The two would’ve moved in together straight away, Ben says, but Jude didn’t want to leave her then-housemate alone during lockdowns. As they continued getting to know one another, they’d constantly be pleasantly surprised to learn they’d been at the same concert years ago, or the same sporting event. “Some relationships work if the people are opposites—but for us, there was so much comfort in our similarities,” says Ben. Still, they waited until May 2020, five months after they met, to move in together.
Just before the move, Jude experienced intense abdominal pain and ended up in hospital. Doctors discovered an ovarian cyst, meaning her ovary had to be removed, affecting her fertility. Doctors told Jude, then 38, that if she planned to have children, she needed to, for lack of a better term, get on it. “The weird thing was, we’d already talked about having children,” she says. “We were like, oh yeah, we’ll do it in a year’s time after we do some travel.” The doctor’s warnings moved that timeline up considerably, but neither partner was fazed. “We talked about it and thought, well, we don’t know how long it’s gonna take to get pregnant,” says Jude. “We might as well try.” “It doesn’t sound normal to be having that conversation after a few months, but it was just so normal to us,” says Ben.
To their surprise, they got pregnant immediately. “I was so excited,” says Jude. Ben was too. “People had told me I was born to be a dad,” he says. “It was nice to fall pregnant with the love of my life.” Jude had a pretty easy pregnancy. And six months in, Ben made good on their first-date predictions and proposed. “He got me to come up to the roof of our building for some fake reason,’” says Jude. “I turned around and he was down on one knee!” Jude, of course, said yes. Ben was thrilled. “She’s obviously stunning, extremely intelligent, a very caring, nurturing person, and she’s also funny. I feel like I’ve known Jude for my whole life. She’s just an amazing, amazing person.” They put off wedding plans until after the birth, and when their daughter Shonee was born in March of 2021, they were overjoyed. The challenges of new parenthood set in shortly after, and Jude found herself overwhelmed in the first few days of motherhood. “I thought it was the baby blues,” she says. “But my anxiety started spiraling in that first week. And then we started to not be able to communicate properly, which was weird for us.”
When Shonee was just two weeks old, she had a terrifying medical episode that required a stay in hospital. At the same time, unbeknownst to anyone, Jude was in the early stages of postpartum psychosis, which ultimately caused her to be hospitalised too. It was an unimaginably difficult period, but once both Shonee and Jude were discharged, it proved the couple could handle anything. “Ben was amazing. He came and visited every day and brought Shonee to see me,” Jude says.

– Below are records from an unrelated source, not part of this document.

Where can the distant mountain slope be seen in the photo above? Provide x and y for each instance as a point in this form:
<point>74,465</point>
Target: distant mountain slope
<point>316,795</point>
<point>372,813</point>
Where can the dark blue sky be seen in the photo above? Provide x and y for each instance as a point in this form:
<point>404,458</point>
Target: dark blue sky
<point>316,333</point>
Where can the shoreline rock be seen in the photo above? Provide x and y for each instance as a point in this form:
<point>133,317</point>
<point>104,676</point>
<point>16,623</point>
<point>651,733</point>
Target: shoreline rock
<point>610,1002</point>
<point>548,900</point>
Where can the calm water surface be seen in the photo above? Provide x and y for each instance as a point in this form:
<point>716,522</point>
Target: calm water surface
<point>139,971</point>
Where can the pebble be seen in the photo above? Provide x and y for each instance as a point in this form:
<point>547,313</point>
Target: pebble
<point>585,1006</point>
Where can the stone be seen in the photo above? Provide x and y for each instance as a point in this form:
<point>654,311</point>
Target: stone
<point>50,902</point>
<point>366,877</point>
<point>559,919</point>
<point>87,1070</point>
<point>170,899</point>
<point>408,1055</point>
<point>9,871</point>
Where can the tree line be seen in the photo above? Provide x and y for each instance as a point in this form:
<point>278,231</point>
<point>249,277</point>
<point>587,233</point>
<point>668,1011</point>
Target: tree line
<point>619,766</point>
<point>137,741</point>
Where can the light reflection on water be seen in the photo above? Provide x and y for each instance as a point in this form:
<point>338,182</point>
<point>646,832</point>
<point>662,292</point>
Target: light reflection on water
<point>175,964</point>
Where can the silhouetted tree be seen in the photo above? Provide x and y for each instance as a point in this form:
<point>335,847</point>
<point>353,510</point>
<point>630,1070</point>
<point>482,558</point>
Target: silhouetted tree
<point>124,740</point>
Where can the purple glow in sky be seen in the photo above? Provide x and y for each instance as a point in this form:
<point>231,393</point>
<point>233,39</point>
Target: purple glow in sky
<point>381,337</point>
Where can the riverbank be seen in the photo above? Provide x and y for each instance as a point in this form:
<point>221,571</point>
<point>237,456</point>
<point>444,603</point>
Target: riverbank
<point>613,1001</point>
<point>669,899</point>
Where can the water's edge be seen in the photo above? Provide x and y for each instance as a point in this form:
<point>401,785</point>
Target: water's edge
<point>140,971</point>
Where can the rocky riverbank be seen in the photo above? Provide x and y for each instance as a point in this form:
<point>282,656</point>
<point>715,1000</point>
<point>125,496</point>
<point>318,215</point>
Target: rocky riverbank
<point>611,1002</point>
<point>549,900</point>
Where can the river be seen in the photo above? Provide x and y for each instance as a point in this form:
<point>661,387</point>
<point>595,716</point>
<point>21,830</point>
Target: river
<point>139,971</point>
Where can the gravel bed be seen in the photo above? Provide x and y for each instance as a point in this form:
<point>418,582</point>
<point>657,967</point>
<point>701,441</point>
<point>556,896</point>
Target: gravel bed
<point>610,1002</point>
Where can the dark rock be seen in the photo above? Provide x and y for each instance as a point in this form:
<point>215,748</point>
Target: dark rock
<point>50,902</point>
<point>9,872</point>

As scary as both incidents were, once Jude and Shonee were both home and healthy, the couple’s relationship continued to flourish. “I think parenting has brought us closer,” says Jude. “It’s amazing doing it together. We both find it really hard, but love it.” And in spring 2023, just before Shonee’s second birthday, her parents tied the knot. “Shonee and I wore matching dresses!” says Jude. “It was a pretty special moment for me seeing them both walking down the aisle together,” says Ben. And, without Bumble, none of it would have been possible. “Bumble was the twist of fate that drew us together,” says Ben. “I’ve never been as certain of something in my whole life than that we were meant to be together.”